The second sentence fragment of 1:27 is like an echo: "In the Image of God Created He him or them. I won’t show it here but in the book I show how in several of those creation days it is describing things in heaven and then things on earth with similar language. So this is not just the narrator of Genesis 1 repeating themselves. But the main thing I want you to notice here is the word translated “them” here and “him” in some translations is the Hebrew word “o-tow”. I invite you to click on it and see its definition and how it is used elsewhere in scripture. It is a singular_emphasized text_ pronoun. IOW the correct translation should be "In the image of God created He him.

The last snippet says “Male and female created He them.” Look at the word translated “them”. It is “o-tam”. Click on the link and see how it is defined and how it is translated elsewhere. It is a plural pronoun. IOW the translation of this fragment is correct. Put it all together and it should read…

“So God created THE Man in His own Image.
In the Image of God created He him
Male and Female created He them”

So whatever definitions or categories or ideas we develop, it needs to be something which is not inconsistent with the text. If it is inconsistent with the text all we have is a theory about the meaning of words which are not really in the bible.

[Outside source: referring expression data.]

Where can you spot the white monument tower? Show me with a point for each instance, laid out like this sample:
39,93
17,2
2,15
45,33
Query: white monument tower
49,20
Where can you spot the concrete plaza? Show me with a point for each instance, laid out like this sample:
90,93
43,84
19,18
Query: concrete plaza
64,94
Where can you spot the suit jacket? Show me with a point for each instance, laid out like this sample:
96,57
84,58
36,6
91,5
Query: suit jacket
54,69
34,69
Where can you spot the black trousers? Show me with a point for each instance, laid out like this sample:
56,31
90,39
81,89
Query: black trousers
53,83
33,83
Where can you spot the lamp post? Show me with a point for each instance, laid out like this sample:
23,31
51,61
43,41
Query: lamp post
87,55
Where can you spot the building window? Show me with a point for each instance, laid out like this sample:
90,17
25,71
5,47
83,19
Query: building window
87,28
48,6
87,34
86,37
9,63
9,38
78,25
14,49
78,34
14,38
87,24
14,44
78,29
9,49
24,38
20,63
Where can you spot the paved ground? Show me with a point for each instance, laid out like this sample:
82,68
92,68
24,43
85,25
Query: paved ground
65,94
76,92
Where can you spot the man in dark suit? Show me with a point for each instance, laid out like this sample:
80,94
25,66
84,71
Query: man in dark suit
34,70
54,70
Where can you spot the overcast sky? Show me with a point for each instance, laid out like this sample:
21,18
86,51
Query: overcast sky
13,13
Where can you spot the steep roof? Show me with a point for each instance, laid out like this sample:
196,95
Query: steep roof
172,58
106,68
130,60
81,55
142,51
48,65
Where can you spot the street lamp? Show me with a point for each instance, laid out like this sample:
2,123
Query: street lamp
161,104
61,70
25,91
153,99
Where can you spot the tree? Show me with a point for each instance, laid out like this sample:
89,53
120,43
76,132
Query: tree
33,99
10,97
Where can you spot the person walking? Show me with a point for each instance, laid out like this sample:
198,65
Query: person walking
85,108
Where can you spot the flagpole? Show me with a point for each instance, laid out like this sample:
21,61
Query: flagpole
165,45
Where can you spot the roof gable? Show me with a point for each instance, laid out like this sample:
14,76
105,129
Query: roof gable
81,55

My theory is that 1:27 is not repeating the same thing three times. Rather it is a list of three things God did to begin to fulfill is plan to make “man”- humanity, mankind, in His own image.

So what are you saying that means?

That the only way the text makes any sense in light of what we now know about the natural world, you have to read it like God knew all about Christ and the Church from the beginning, that Christ is written into the text from the beginning, and that He is the start and the end of the plan to “make man in our own Image”. Glorious eh? The cynics will have a tough time with this one.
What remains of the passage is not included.